From Publishers Weekly
In this "prequel" to her own growing-up story (Bead on an Anthill: A Lakota Childhood), Red Shirt lets readers listen in as her mother, Lone Woman, recounts her life and that of her grandmother, Turtle Lung Woman. With her fluid incorporation of her mother's Lakota phrases and songs, Red Shirt, a Yale professor of American studies and English, brings to life Lakota language, lore and history from the mid-19th century, "when things were still steeped in the old ways," to the mid-20th century, when "the world was changing daily." Details of Lakota life in South Dakota and Nebraska (such as the momentous adoption of canvas rather than buffalo hide moccasins) are etched with clarity, as are the consequences of larger historical forces. A medicine woman, Turtle Lung Woman lived among Crazy Horse, Red Cloud and Sitting Bull. She was 28 when the U.S. government forced the Lakota to move to a reservation in 1879, and she recalls hearing about Wounded Knee in 1890. Family marriages and births, Lakota standards of behavior, the practice of medicine women and "their own legends about how they came to be" mingle harmoniously in this dual memoir. Red Shirt does not lecture; rather, her vivid, simple prose turns the reader into a witness. "I was there and I remember," she writes, and readers will feel that way, too. Though the book is written for a general audience, women's studies scholars, anthropologists and ethnologists should be interested as well.
Product Description
Turtle Lung Woman's Granddaughter is the unforgettable story of several generations of Lakota women, told in their words. Delphine Red Shirt-like her mother, Lone Woman, and her mother's grandmother, Turtle Lung Woman-grew up on the wide open Plains of northern Nebraska and southern South Dakota. Lone Woman told her daughter the story of her life growing up on Pine Ridge in the early and mid-twentieth century. Remarkably, Lone Woman also recounted the life of her own grandmother, Turtle Lung Woman, who had grown up Lakota before her people had been forced to live on reservations in the late nineteenth century. These two women's lives overlapped by fifteen years, allowing the younger to learn many fascinating details and stories about the life and times of the elder.

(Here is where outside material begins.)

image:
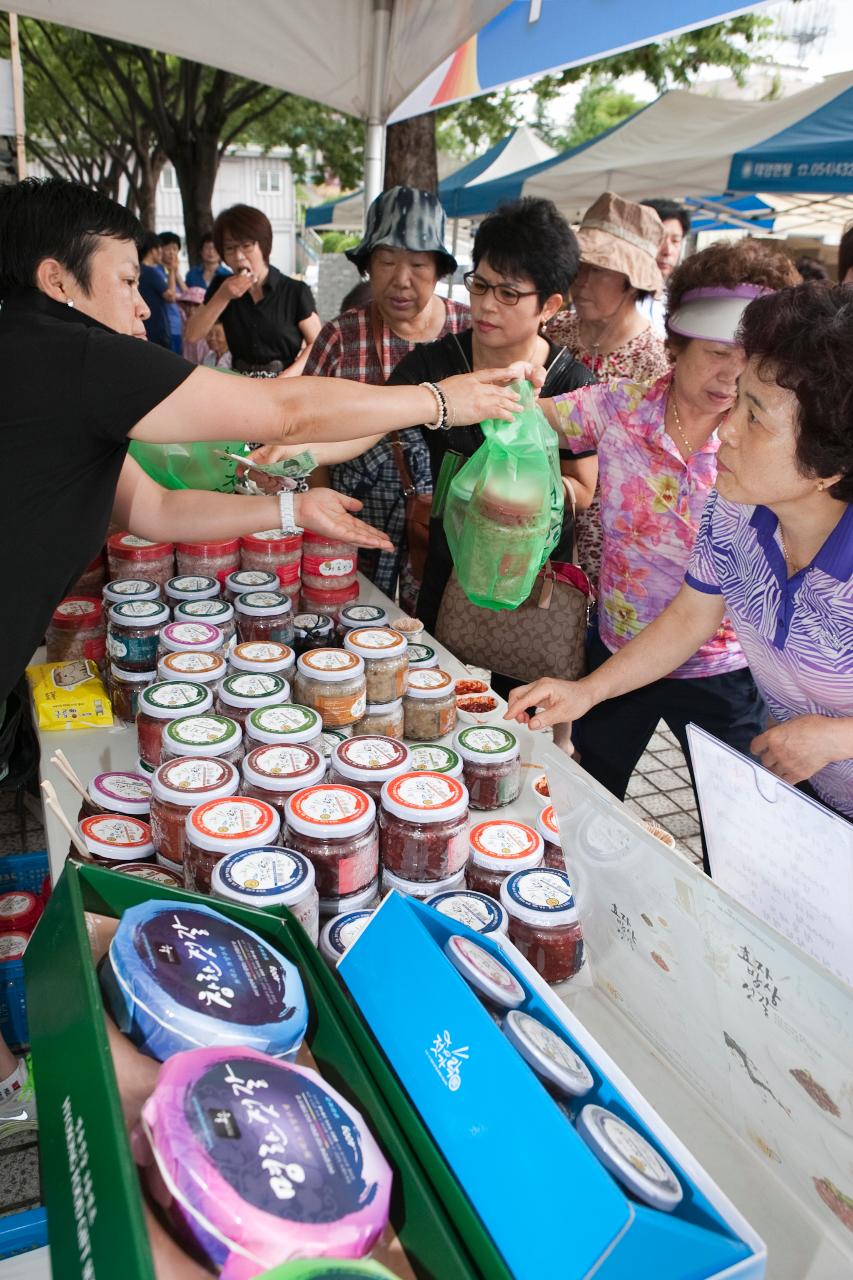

Delphine Red Shirt has delicately woven the life stories of her mother and great-grandmother into a continuous narrative that succeeds triumphantly as a moving, epic saga of Lakota women from traditional times to the present. Especially revealing and riveting are Turtle Lung Woman's relationship with her husband, Paints His Face with Clay Land, her healing practice as a medicine woman (where turtle shells become animated and crawl during the Yuw'pi ceremony), Lone Woman's hardships and celebrations growing up in the early twentieth century, and many wonderful details of their domestic lives before and during the early reservation years. Lone Woman passed away just after telling her story to her daughter. This splendid, magical story is a legacy for her and for all Lakota women. Delphine Red Shirt is a member of the Oglala Sioux Tribe and is an adjunct professor of American studies and English at Yale University. She is a columnist and correspondent for Indian Country Today and is the author of Bead on an Anthill: A Lakota Childhood (Nebraska 1997).